Now, we need to show that 2k > k+1 for k ≥ 1. Note that k ≥ 1 implies that k > 0, so 2k > k. Therefore, 2k > k+1 for k ≥ 1.

Putting it all together, we have 2^(k+1) > 2k > k+1. Thus, the statement holds true for k+1.

By the principle of mathematical induction, the statement 2^n > n holds true for every natural number n.


You made a mistake in the previous proof. It is not true that 2k > k+1 for k greater or equal to 1. Show me why this is not true.


You are correct; I made a mistake in my previous explanation. I apologize for the confusion. Let's reevaluate the inductive step.

Inductive step:

Assume the statement is true for some natural number k, i.e., 2^k > k.

Now, we need to prove the statement for k+1, i.e., 2^(k+1) > k+1.

Consider 2^(k+1). We can rewrite it as 2^k * 2. Since we assumed 2^k > k, and 2^k * 2 > k * 2, we can say that 2^(k+1) > 2k.

At this point, we need to show that 2k >= k+1 for k ≥ 1. For k = 1, we have 2(1) = 2, and 2 >= 1+1, which is true. Now, let's consider k > 1.

For k > 1, it is indeed true that 2k >= k+1, because we can rewrite this inequality as k >= 1, which is true for all k > 1.

So, we have 2^(k+1) > 2k >= k+1. Thus, the statement holds true for k+1.

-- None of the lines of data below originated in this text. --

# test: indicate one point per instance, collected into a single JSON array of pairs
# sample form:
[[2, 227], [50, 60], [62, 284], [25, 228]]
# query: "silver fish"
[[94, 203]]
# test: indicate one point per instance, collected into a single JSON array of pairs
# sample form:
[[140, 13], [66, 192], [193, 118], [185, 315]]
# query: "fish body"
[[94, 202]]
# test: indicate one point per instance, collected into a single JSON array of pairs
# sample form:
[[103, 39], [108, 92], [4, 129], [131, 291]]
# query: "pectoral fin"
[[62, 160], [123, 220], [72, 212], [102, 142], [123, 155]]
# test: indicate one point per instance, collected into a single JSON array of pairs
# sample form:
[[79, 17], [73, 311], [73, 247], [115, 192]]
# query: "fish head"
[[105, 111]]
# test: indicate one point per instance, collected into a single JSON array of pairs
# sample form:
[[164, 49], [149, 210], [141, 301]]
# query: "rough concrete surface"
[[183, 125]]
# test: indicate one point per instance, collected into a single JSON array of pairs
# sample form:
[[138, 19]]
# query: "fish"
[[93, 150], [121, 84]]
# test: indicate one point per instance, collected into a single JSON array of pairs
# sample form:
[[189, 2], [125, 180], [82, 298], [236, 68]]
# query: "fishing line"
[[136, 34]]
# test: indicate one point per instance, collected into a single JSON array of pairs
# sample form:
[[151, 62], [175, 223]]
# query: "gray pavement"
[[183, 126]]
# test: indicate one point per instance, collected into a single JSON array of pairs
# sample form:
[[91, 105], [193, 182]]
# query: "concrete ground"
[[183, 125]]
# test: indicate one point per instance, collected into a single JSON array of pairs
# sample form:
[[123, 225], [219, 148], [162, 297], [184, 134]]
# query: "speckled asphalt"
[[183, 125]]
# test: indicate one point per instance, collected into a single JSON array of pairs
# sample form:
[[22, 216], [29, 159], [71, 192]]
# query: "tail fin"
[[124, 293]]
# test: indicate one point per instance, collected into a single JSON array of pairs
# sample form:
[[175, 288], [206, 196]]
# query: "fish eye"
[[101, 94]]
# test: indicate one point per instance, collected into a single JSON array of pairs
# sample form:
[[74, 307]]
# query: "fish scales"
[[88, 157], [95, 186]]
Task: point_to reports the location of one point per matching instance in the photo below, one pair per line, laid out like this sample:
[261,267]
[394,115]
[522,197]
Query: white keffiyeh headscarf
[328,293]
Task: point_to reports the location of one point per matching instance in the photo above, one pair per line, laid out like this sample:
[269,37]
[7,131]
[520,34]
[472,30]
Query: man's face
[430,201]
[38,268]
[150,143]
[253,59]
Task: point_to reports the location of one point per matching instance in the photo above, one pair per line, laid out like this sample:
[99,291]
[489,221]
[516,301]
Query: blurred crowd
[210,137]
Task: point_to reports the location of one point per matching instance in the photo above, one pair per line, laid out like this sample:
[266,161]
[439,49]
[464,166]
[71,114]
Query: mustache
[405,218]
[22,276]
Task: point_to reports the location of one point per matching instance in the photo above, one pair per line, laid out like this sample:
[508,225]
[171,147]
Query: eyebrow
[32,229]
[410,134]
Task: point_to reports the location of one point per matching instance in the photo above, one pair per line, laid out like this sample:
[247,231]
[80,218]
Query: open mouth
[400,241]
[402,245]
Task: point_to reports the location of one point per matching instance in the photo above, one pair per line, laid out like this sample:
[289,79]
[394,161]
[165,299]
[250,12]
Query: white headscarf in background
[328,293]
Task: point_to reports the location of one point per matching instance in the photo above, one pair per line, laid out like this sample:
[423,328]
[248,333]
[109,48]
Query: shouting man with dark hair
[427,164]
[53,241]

By the principle of mathematical induction, the statement 2^n > n holds true for every natural number n.


Well done on fixing the proof. However, note that you could have proved directly that 2k >= k+1 without considering the case k=1 separately. Indeed, the reason you gave for k>1 works for k=1 as well. Do you agree?

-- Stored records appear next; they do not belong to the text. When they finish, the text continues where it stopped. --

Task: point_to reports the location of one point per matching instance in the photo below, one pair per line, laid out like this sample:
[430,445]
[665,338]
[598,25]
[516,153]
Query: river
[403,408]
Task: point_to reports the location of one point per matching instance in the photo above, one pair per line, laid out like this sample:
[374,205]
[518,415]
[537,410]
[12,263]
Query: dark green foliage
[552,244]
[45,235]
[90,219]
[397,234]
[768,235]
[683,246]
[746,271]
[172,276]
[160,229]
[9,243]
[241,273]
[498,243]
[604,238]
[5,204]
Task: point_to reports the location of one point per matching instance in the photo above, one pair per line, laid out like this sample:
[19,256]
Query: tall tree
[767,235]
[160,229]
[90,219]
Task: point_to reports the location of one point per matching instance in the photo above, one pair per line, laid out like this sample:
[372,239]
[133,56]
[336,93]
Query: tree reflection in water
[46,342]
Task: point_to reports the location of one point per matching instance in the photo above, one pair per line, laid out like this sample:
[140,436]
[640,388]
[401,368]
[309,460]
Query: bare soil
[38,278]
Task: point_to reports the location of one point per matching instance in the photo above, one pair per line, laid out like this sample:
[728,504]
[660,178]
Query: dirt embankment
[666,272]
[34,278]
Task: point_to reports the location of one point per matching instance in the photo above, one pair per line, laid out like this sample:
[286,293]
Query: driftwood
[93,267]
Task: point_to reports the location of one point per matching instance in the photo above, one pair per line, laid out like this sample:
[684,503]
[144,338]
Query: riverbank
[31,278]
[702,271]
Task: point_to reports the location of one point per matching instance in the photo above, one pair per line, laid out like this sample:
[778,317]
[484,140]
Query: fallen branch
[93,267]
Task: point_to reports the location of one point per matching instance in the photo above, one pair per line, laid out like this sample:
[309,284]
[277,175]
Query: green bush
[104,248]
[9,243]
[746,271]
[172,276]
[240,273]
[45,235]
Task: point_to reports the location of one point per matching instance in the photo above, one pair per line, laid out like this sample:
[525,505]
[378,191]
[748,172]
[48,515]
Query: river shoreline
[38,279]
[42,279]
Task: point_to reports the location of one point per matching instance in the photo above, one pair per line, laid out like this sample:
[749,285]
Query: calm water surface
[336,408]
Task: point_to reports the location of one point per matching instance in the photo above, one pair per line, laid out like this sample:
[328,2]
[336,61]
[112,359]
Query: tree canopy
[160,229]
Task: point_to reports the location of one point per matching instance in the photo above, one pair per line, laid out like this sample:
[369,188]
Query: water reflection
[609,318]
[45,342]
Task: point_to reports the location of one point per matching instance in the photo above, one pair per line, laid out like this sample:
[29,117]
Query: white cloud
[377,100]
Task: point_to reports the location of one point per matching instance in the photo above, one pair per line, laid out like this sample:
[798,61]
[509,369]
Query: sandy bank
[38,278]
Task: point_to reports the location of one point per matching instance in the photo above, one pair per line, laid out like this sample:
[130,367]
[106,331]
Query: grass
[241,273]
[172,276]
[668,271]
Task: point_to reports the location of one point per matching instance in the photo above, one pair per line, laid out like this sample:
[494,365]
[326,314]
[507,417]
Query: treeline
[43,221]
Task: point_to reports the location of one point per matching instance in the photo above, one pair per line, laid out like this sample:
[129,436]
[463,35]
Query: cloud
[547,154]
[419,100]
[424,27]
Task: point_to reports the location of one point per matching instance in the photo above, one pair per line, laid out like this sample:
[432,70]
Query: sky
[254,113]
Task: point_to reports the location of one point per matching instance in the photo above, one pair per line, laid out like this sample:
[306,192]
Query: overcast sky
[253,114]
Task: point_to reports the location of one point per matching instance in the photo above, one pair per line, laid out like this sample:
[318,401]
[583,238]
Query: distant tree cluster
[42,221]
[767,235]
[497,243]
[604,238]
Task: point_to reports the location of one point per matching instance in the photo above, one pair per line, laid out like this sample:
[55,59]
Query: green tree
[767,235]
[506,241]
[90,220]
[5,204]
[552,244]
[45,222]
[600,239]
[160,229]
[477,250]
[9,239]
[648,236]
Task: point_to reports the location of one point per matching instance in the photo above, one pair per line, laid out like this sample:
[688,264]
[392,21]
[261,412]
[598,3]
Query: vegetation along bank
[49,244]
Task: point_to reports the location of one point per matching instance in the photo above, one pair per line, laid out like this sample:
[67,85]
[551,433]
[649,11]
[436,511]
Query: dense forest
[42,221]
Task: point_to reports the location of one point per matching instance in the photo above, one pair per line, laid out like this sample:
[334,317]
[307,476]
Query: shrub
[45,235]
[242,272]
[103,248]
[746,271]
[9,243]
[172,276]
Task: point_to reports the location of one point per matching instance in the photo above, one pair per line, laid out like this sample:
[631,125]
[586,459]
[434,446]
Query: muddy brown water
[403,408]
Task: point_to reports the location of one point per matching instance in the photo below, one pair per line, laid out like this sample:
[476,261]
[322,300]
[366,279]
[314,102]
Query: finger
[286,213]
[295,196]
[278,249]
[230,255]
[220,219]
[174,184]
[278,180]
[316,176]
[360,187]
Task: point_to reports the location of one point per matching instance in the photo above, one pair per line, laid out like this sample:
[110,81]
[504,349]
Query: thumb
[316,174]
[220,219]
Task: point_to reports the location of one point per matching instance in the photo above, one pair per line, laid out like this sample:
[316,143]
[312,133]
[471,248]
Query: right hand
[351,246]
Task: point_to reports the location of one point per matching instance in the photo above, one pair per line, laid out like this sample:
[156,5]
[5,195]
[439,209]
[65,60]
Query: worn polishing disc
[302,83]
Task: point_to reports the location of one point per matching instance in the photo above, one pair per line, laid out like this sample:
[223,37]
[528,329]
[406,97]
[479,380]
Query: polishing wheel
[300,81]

Yes, you are correct. My previous explanation was unnecessarily split into two cases for k=1 and k>1. The argument for k>1 indeed works for k=1 as well, and we can consider both cases together. Let's restate the proof more concisely.

Inductive step:

Assume the statement is true for some natural number k, i.e., 2^k > k.

Now, we need to prove the statement for k+1, i.e., 2^(k+1) > k+1.

Consider 2^(k+1). We can rewrite it as 2^k * 2. Since we assumed 2^k > k, and 2^k * 2 > k * 2, we can say that 2^(k+1) > 2k.

Now, we need to show that 2k >= k+1 for k ≥ 1.

For k ≥ 1, it is true that 2k >= k+1, because we can rewrite this inequality as k >= 1, which is true for all k ≥ 1.

So, we have 2^(k+1) > 2k >= k+1. Thus, the statement holds true for k+1.

By the principle of mathematical induction, the statement 2^n > n holds true for every natural number n.


Well done. I asked you earlier to show me why 2k > k+1 is not true for every natural number k. Can you prove this by finding a counterexample?


Apologies for the confusion earlier. Indeed, the inequality 2k > k+1 is not true for every natural number k. We can find a counterexample to show that it is not always true.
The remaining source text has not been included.